«Vaterliebe»: Nick Wilders Roman mit bedrückender Aktualität
Autor: Sönke Möhl, dpa
, Freitag, 07. November 2025
Verdrängte Schuld, Flucht aus der Enge und eine Reise durch düstere Kapitel der NS-Geschichte - Nick Wilders Roman rüttelt auf. Wie viel eigene Wahrheit steckt zwischen den Zeilen?
Mit dem Roman «Vaterliebe» hat sich Schauspieler, Musiker und Autor Nick Wilder (72) ein Trauma von der Seele geschrieben. Das rund 600 Seiten umfassende Buch schlägt einen Bogen von der Verdrängung und Leugnung der NS-Verbrechen und der Verstrickung vieler Familien darin bis hin zu aktuellen politischen Entwicklungen.

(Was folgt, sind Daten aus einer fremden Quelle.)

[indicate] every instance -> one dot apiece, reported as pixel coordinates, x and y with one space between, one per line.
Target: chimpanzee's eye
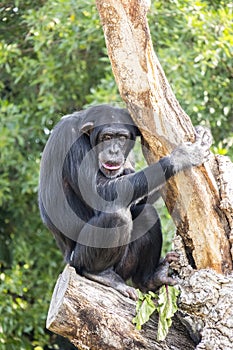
122 138
106 137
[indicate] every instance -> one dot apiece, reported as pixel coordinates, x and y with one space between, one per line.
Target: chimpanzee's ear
87 128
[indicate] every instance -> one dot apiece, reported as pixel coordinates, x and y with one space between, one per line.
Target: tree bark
192 197
96 317
200 201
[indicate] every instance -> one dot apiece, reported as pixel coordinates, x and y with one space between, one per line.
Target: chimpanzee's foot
161 275
111 279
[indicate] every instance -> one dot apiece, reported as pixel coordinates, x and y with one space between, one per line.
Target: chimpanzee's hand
190 154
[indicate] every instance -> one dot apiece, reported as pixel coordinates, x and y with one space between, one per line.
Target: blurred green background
53 61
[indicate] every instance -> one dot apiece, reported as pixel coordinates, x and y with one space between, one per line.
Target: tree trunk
96 317
200 201
193 196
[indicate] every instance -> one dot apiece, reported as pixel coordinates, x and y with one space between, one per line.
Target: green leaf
144 309
167 307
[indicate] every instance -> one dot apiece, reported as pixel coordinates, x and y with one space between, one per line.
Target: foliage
53 60
165 303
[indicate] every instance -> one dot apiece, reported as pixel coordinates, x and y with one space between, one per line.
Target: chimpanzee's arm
135 186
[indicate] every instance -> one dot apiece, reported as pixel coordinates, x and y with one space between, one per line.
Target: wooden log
96 317
192 197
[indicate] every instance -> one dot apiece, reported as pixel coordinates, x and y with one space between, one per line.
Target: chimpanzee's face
113 146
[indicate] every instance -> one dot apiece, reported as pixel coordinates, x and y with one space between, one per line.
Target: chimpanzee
98 208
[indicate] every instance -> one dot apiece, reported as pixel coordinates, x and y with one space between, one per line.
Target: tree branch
192 197
93 316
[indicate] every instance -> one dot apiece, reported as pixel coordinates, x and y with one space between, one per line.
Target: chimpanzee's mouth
111 166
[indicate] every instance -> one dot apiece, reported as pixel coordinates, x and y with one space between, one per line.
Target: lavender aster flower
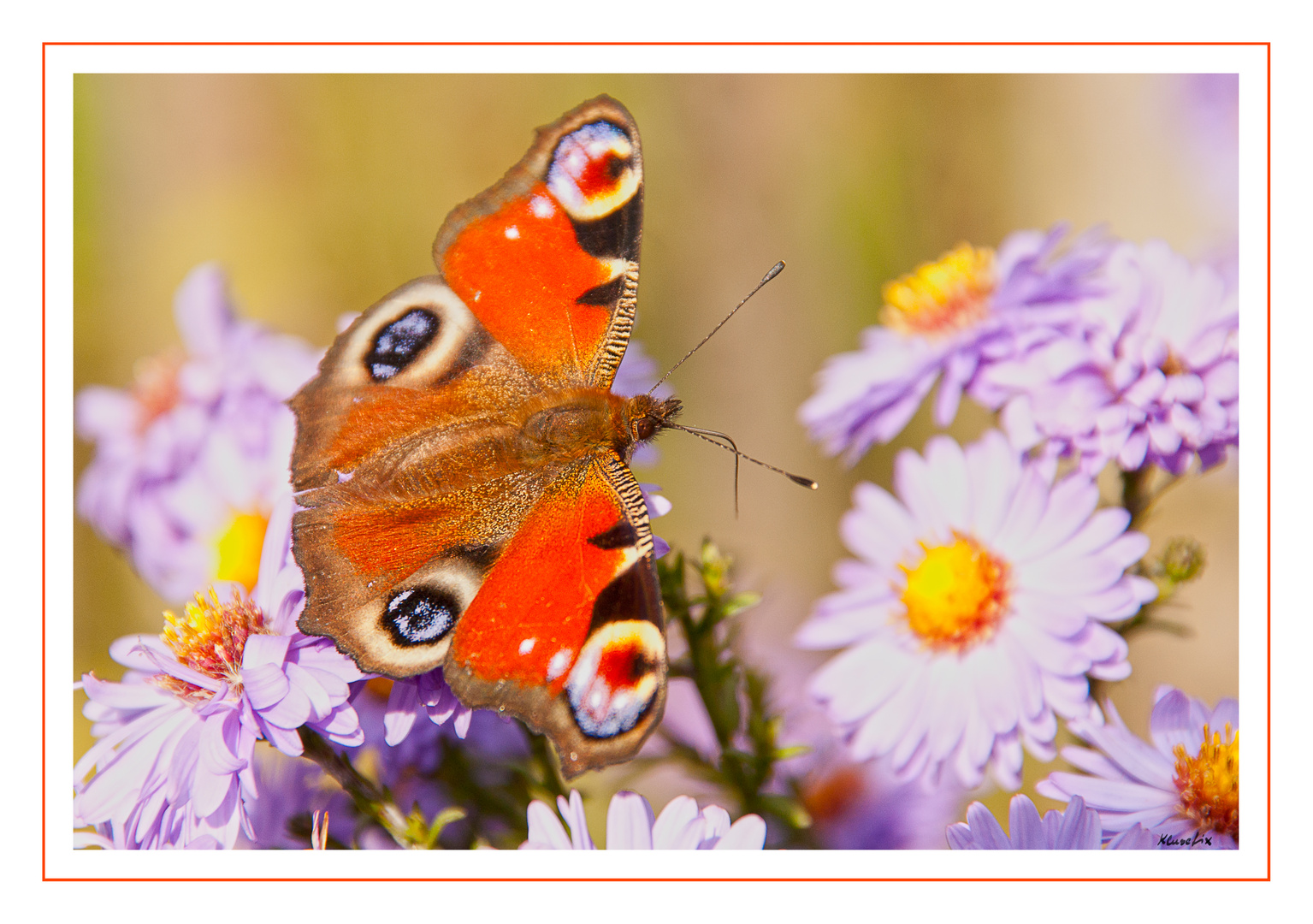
174 763
189 461
1185 786
1153 380
632 827
426 693
864 808
974 612
1073 828
947 322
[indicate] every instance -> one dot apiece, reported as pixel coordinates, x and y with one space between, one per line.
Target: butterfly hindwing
461 464
547 258
567 631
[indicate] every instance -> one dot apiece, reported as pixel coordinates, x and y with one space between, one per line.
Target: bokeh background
321 193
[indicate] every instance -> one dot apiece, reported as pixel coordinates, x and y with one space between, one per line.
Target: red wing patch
522 272
535 611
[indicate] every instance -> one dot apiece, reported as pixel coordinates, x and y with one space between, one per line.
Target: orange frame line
640 44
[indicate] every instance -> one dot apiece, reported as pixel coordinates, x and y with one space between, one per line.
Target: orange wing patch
522 272
533 613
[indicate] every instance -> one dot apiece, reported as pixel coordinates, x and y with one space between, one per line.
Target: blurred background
321 193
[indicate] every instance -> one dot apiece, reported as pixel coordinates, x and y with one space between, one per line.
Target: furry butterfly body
464 466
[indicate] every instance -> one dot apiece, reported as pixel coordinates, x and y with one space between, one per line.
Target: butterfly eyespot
616 678
399 343
594 171
420 616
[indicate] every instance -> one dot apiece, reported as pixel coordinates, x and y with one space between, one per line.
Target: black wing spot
400 343
420 616
606 294
621 536
633 595
615 235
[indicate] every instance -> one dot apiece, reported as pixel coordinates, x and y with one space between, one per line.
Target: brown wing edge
637 587
522 177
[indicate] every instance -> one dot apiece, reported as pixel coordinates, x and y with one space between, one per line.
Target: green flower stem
736 696
368 798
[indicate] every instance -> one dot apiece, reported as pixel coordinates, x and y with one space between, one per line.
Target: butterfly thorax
566 424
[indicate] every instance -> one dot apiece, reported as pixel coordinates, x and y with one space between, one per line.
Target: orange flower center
944 295
1209 783
957 594
240 549
210 638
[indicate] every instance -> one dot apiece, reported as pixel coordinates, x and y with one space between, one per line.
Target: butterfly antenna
771 275
714 436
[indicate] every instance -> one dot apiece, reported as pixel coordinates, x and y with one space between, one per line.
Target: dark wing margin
547 258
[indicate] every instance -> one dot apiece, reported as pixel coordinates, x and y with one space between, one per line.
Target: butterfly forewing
461 462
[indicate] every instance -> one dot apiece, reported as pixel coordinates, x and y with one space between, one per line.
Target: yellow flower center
956 595
944 295
1209 783
240 549
210 638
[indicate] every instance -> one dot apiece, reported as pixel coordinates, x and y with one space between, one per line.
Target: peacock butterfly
463 464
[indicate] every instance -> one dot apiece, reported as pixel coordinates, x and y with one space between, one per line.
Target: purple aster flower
947 322
1185 786
1153 380
974 612
191 459
426 693
1073 828
630 826
866 808
174 763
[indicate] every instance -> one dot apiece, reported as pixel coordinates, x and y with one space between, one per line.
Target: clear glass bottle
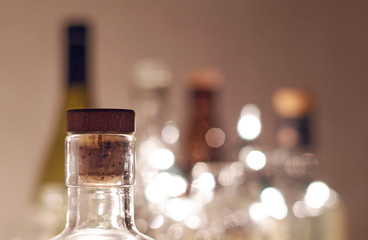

Es geht um den Protagonisten Alex von Stein, der ein Leben lang vergeblich die Anerkennung und Liebe seines Vaters sucht und auf bedrückende Art in politische und kriminelle Abgründe blickt. Damit verarbeitet der frühere «Traumschiff»-Schauspieler Wilder auch die eigene Jugend auf der Ostseeinsel Fehmarn.
NS-Vergangenheit auf Fehmarn verdrängt
Wilders Vater war bei der Waffen-SS, er war bereits früh am Aufbau der Nazi-Diktatur beteiligt - ließ nach dem Zweiten Weltkrieg aber nie ein Gespräch über Verantwortung und Schuld in der Familie zu. «Bei uns lag regelmäßig die NPD-Zeitung auf dem Tisch, und am Stammtisch wurde der Holocaust als Erfindung abgetan», sagte Wilder.
«Dieses Schweigen, das Verdrängen, hat mich nie losgelassen. Später kehrte es in Träumen wieder – wie Filmszenen, die sich immer neu zusammensetzten», sagte der 72-Jährige, der als junger Mann der Enge der Insel entfloh, als Surfer und Musiker die Welt erkundete und sich schließlich als Schauspieler in Montana und Südtirol niederließ.
Autobiografische Anteile im Roman
«Alex ist in vielen Momenten ich», betonte Wilder. «Die Tischgespräche mit dem Vater – "Wir haben nichts gemacht, das war alles Propaganda, die Juden wollen Deutschland vernichten" –, der Drang, einfach wegzufliegen, die Reise nach Amerika, der Aufbruch nach Florida – das alles habe ich selbst erlebt.» Die Begegnung mit und die freundliche Aufnahme durch eine jüdische Familie in den USA, eine wegweisende Begegnung mit einer Wahrsagerin, das alles sei er.
Der Rest der Geschichte, gemeinsam mit Co-Autor Richard Opper geschrieben, ist Fiktion, eine mehrschichtige Handlung zwischen actiongeladenem Agentenroman, Lebens - und Liebeserzählung, die den Leser immer wieder auch erschaudern lässt über das, was politisch in der Welt geschah und gerade geschieht.
Appell gegen politische Leichtgläubigkeit
In einem Rückblick ins Jahr 1937, als die Weimarer Demokratie bereits von der Diktatur der Nationalsozialisten vollständig zerstört war, sagt der abgesetzte Bürgermeister von Tönning, wo Wilder die historische Handlung spielen lässt, Emil Stubben, einen entscheidenden Satz, um den Bogen ins Jetzt zu schlagen: «Es scheint, als hätte das ganze Land den Verstand verloren. Wie konnten wir nur so leichtgläubig sein?»